Growing number of jurisdictions continue to limit the use of restrictive covenants
Covenants restricting competitive activity often appear in employment contracts or in agreements related to the sale of a business. At their heart, these covenants are intended to protect the business goodwill of an enterprise. Too frequently, however, covenants are overly broad and restrict persons who do not truly pose a risk of harm to the goodwill of the business. It is not surprising then that a growing number of jurisdictions are limiting or outright banning restrictive covenants. Indeed, there has even been a call for federal attention to curtail the use of restrictive covenants as a way to promote competition in the US economy.
The following map reflects the jurisdictions with legislation limiting the use and enforceability of restrictive covenants:
The standards for an enforceable restrictive covenant vary based on different regulations throughout these jurisdictions. These differences typically include:
- varying wages thresholds;
- inapplicability to a specific employment type such as a healthcare worker or someone in the broadcasting industry;
- specific notice requirements pre and/or post-employment; or
- a cap on the restriction period, such as 12 or 18 months.
And state reforms go even beyond civil legislation. For example, Colorado recently pioneered a strict enforcement mechanism to deter use of non-competes by making an employer’s violation of the state’s non-compete law a criminal offense.
Even in jurisdictions where there is no current legislation deterring the overuse of restrictive covenants, there is increasing case law reflecting this growing trend. For example, the Delaware Court of Chancery recently invalidated a non-competition provision in the context of a business sale agreement, finding the restriction exceeded the buyer’s “legitimate business interest.” See Kodiak Building Partners, LLC v. Philip Adams, No. 2022-0311-MTZ, 2022 WL 5240507 (Del. Ch. Oct. 6, 2022). Just three months later, the Delaware Court of Chancery issued another decision, evaluating and scrutinizing restrictive covenants. See Ainslie v. Cantor Fitzgerald, No. 9436-VCZ, 2023 WL 106924 (Del. Ch. Jan. 4, 2023). In Cantor Fitzgerald, the Delaware Chancery Court again invalidated restrictive covenants for being too broad, this time within a Limited Partnership Agreement restricting former partners from competing, soliciting clients or employees, or using confidential information. Delaware is generally a contractarian State, honoring agreements between parties. However, similar to the trend in other jurisdictions, the Delaware judiciary is not inclined to accept overly broad and unduly burdensome restrictive covenants, particularly where they are not properly designed to protect the legitimate business concern of the former employer or buyer of a business.
In light of this growing trend, what do employers and parties to business sale agreements need to know?
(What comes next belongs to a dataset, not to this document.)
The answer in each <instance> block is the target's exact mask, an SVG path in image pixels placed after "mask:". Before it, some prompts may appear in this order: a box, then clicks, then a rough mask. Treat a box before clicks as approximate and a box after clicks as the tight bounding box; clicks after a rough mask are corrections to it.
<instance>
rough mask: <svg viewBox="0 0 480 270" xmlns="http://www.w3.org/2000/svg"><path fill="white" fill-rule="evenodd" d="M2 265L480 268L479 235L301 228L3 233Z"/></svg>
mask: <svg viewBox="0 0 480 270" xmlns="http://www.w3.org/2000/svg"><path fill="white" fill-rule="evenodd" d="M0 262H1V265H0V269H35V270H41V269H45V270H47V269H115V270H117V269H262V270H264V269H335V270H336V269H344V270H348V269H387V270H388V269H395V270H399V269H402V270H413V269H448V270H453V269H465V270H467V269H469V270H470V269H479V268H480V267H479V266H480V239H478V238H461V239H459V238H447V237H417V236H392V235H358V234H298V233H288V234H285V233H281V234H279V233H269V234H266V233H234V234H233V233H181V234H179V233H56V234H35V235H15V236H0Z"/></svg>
- First, they need to know what is legislatively permitted in the jurisdiction controlling their respective agreement(s).
- Second, even if there is no statutory limitation, they should be aware and recognize that generic covenants with an overly broad restrictive scope, whether geographic, temporal, or otherwise, will likely be closely scrutinized by a court if litigation ensues. Employers, other parties and their counsel should understand the judicial standards applied in determining the enforceability of restrictive covenants in the jurisdiction controlling their agreement(s).
- Lastly, employers in particular should avoid generic restrictive covenants applied broadly to their workers. Employers should instead tailor restrictions to apply against only those workers who may genuinely impact the goodwill of the enterprise.
The legal obligations related to restrictive covenants nationwide are evolving, which impacts multistate employers and companies significantly. With the increasing trend of legislation and judicial scrutiny on the use and enforceability of restrictive covenants, it is becoming more prudent to tailor restrictive covenants to specifically protecting the genuine interests of a business.